1. Ik ben iemand die wel gelooft in areale linguïstiek en Sprachbund-toestanden. Ik denk dat het geen toeval is dat het Frans wel wat structurele kenmerken gemeen heeft met zijn Germaanse buurtalen. Máár, directe invloed (en de richting ervan) is heel moeilijk te bewijzen. Zoals je ziet zijn het trouwens allemaal erg natuurlijke klankverschuivingen die zich ook spontaan zonder externe invloed zouden kunnen voltrekken -- op de verscherping van /i/ na, maar de vraag is of die daar ooit onscherp is geweest, en ook de huig-r is geen voor de hand liggende verandering maar da's een verhaal apart. Zoals ik al zei, is de huig-r een recent fenomeen en ze is typisch een stedelijk fenomeen (Brussel natuurlijk maar ook typisch in Gent bvb. en ze is aan het oprukken in Antwerpen, al zou je dat niet zeggen als je de Beerschot-aanhang hun _Rrrratteuh!!_ hoort rollen). De huig-r wordt gezegd een 'prestigekenmerk' te zijn: stedelijk en vooral (of eerst) gebruikt door hoger opgeleiden. Wat opvallend is, is dat dit ook blijkt te gelden voor andere talen (interessant, vooral eens googlen), en in de eerste plaats voor het Frans, dat vroeger ook een tongpunt-r had. Er lijkt weinig twijfel over te bestaan dat de Europese huig-r zijn oorsprong vindt in het Frans: een erfenis van le chique français zeker?

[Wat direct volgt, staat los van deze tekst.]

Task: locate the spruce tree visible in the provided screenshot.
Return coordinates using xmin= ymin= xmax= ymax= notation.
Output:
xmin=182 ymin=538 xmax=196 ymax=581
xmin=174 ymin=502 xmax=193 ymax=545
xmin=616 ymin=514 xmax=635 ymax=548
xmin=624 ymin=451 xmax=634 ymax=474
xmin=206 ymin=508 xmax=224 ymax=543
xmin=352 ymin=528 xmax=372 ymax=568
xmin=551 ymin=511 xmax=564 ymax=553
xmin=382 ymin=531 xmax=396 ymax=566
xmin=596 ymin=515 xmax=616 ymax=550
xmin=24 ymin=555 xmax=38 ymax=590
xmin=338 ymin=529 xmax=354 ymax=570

_pff, wa is da met die lange posts tegenwoordig - lããnk type ze.. _


----------



## Frank06

Hoi,

Ik heb eigenlijk hierbij twee zeer open, misschien wel naïeve vraagjes:
1. Zijn er nog mensen die Frans praten in Leuven (oudere hogere bourgeoisie, nouveaux riches, etc.), zoals soms nogal wel eens het geval is in Antwerpen (en in bepaalde chiquere wijken in de Antwerpse rand)?
2. Ik merk ook wel dat de huig-r bij de 'jongere generatie' (een heel vage term, ik weet het) meer voorkomt. Als ik kijk, of beter, luister naar de kleinsten in mijn familie merk ik dat 4 van de 6 neefjes en nichtjes een huig-r (of toch zeker geen tongpunt-r) hebben. Anderzijds, ik zie niet goed hoe in tijden van doorgedreven verengelsing, die toch niet gisteren begonnen is, het Frans hierbij een rol kan spelen. Kan deze huig-r (of niet-tongpunt-r) van de huidige generatie nog een gevolg zijn van het feit dat Frans 30 jaar geleden een chique taal was?

Groetjes,

Frank


----------



## Joannes

Frank06 said:


> 2. Ik merk ook wel dat de huig-r bij de 'jongere generatie' (een heel vage term, ik weet het) meer voorkomt. Als ik kijk, of beter, luister naar de kleinsten in mijn familie merk ik dat 4 van de 6 neefjes en nichtjes een huig-r (of toch zeker geen tongpunt-r) hebben. Anderzijds, ik zie niet goed hoe in tijden van doorgedreven verengelsing, die toch niet gisteren begonnen is, het Frans hierbij een rol kan spelen. Kan deze huig-r (of niet-tongpunt-r) van de huidige generatie nog een gevolg zijn van het feit dat Frans 30 jaar geleden een chique taal was?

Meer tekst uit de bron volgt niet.